Il TFR può essere un affare: con l’inflazione a una certa percentuale, il trattamento può crescere del 3,5% all’anno. E mica è poco!
Chi inizia un nuovo lavoro ha due possibilità con il trattamento di fine rapporto: può lasciarlo in azienda o destinarlo a un fondo pensione. Il TFR, cioè la somma che il datore di lavoro accantona ogni mese per il lavoratore e che verrà poi corrisposta alla conclusione del rapporto di lavoro, può essere gestito in due modi differente. E può ancora rimanere presso l’azienda, invece di essere trasferito a un fondo pensione complementare. Si tratta di una scelta sensata?

Con le pensioni pubbliche sono sempre più povere per colpa del passaggio al sistema contributivo e la previdenza complementare che è diventata una necessità, lo Stato ha cominciato a incentivare il trasferimento del TFR nei fondi pensione. E così, quella somma che un tempo entrava come premio netto nelle tasche del lavoratore nel giorno della pensione ora viene sfruttata per rimpolpare l’assegno previdenziale.
TFR con alta rivalutazione in azienda ogni anno: conviene davvero destinarlo a un fondo pensione?
C’è comunque chi continua a pensare che sia meglio evitare il passaggio ai fondi pensionistici. In modo da ricevere la somma alla fine del rapporto di lavoro. Con il licenziamento, le dimissioni o il pensionamento. Va infatti specificato che il TFR lasciato in azienda si rivaluta ogni anno secondo una formula precisa. La normativa attuale prevede che il trattamento debba crescere di un 1,5% fisso più il 75% dell’inflazione.
Se l’inflazione è per esempio al 2,7%, il TFR cresce del 3,5% all’anno. Una crescita costante, garantita, del tutto emancipata dai capricci dei mercati. E in passato chi ha scelto di non cedere alle pressioni statali ci ha guadagnato. Nel 2022, per esempio, il TFR ha avuto una rivalutazione dell’8,3%.

Tutto ciò mentre molti fondi pensione perdevano anche il 10%. Alcuni analisti hanno a tal proposito parlato di rivincita del TFR. Va detto che i fondi pensione negoziali possono ancora offrire rendimenti mediamente superiori sul lungo periodo. I dati di rendimento annuo composto, considerando intervalli medi ventennali, possono superare il 3%. Tutto ciò se si accetta una maggiore esposizione al rischio di mercato.

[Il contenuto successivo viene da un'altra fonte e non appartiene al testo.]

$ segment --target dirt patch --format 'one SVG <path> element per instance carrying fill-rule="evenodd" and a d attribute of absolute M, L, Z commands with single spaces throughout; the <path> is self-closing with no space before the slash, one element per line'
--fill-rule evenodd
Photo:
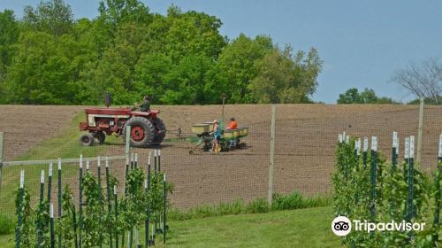
<path fill-rule="evenodd" d="M 4 159 L 21 156 L 42 141 L 58 136 L 82 110 L 82 106 L 0 105 Z"/>
<path fill-rule="evenodd" d="M 221 117 L 219 105 L 153 106 L 169 130 L 167 137 L 179 128 L 191 135 L 191 125 Z M 83 106 L 0 106 L 0 131 L 6 132 L 5 154 L 24 154 L 33 145 L 63 132 L 72 116 Z M 225 119 L 234 116 L 240 126 L 249 127 L 244 139 L 248 147 L 213 154 L 196 151 L 189 143 L 164 143 L 162 169 L 175 184 L 171 196 L 180 208 L 201 204 L 216 204 L 242 198 L 246 201 L 265 198 L 268 187 L 271 106 L 226 105 Z M 442 133 L 442 108 L 425 107 L 423 143 L 423 168 L 436 167 L 438 136 Z M 328 193 L 334 163 L 338 133 L 346 130 L 357 136 L 377 136 L 379 150 L 390 157 L 392 132 L 400 137 L 417 136 L 416 105 L 283 105 L 277 109 L 275 191 L 298 190 L 306 195 Z M 80 135 L 80 132 L 79 132 Z M 141 166 L 146 167 L 147 149 L 137 149 Z M 111 154 L 111 149 L 109 150 Z M 113 168 L 121 177 L 124 167 Z M 345 183 L 345 182 L 343 182 Z"/>

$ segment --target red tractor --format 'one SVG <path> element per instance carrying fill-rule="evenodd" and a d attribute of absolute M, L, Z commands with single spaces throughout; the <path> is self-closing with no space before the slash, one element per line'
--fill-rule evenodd
<path fill-rule="evenodd" d="M 88 108 L 85 109 L 87 122 L 80 123 L 82 145 L 93 145 L 95 140 L 103 143 L 106 135 L 113 133 L 126 138 L 126 127 L 131 126 L 131 145 L 144 147 L 159 144 L 164 139 L 166 128 L 156 117 L 159 111 L 140 112 L 131 108 Z"/>

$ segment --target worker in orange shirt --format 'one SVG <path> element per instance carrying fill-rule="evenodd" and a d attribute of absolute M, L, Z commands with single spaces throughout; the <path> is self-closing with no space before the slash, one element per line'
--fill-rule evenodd
<path fill-rule="evenodd" d="M 230 119 L 229 127 L 227 127 L 227 128 L 225 128 L 225 129 L 226 130 L 238 129 L 238 123 L 236 123 L 235 118 L 232 117 Z"/>

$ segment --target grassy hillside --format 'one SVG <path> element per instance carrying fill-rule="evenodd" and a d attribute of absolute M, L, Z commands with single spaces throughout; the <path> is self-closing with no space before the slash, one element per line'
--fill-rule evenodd
<path fill-rule="evenodd" d="M 332 207 L 317 207 L 171 221 L 167 247 L 339 247 L 332 219 Z M 0 247 L 12 239 L 0 236 Z M 156 247 L 164 247 L 159 237 Z"/>

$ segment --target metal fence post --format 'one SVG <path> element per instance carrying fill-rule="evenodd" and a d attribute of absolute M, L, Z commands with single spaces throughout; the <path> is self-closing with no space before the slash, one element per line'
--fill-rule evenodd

Nel 2024-2025, i fondi pensione negoziali hanno avuto un rendimento annuale netto tra circa il 2,8% e il 3,1% su orizzonti di quindici-venticinque anni. Alcune linee azionarie hanno già registrato rendimenti fino al 3,5% annuo. C’è dell’altro: i fondi pensione beneficiano di una tassazione agevolata sui rendimenti. Danno anche accesso a dei chiari vantaggi previdenziali. Inoltre, non è così insolito che le aziende abbiano difficoltà a pagare il TFR al lavoratore.
In questo senso non è facile capire cosa conviene davvero. Come spesso accade, dipende dalla situazione particolare del lavoratore e dai suoi obiettivi. In termini astratti, il TFR trasferito a un fondo pensione ha ancora i suoi vantaggi, potendo garantire rendimenti doppi rispetto al TFR lasciato in azienda pure con rivalutazione superiore al 3% all’anno.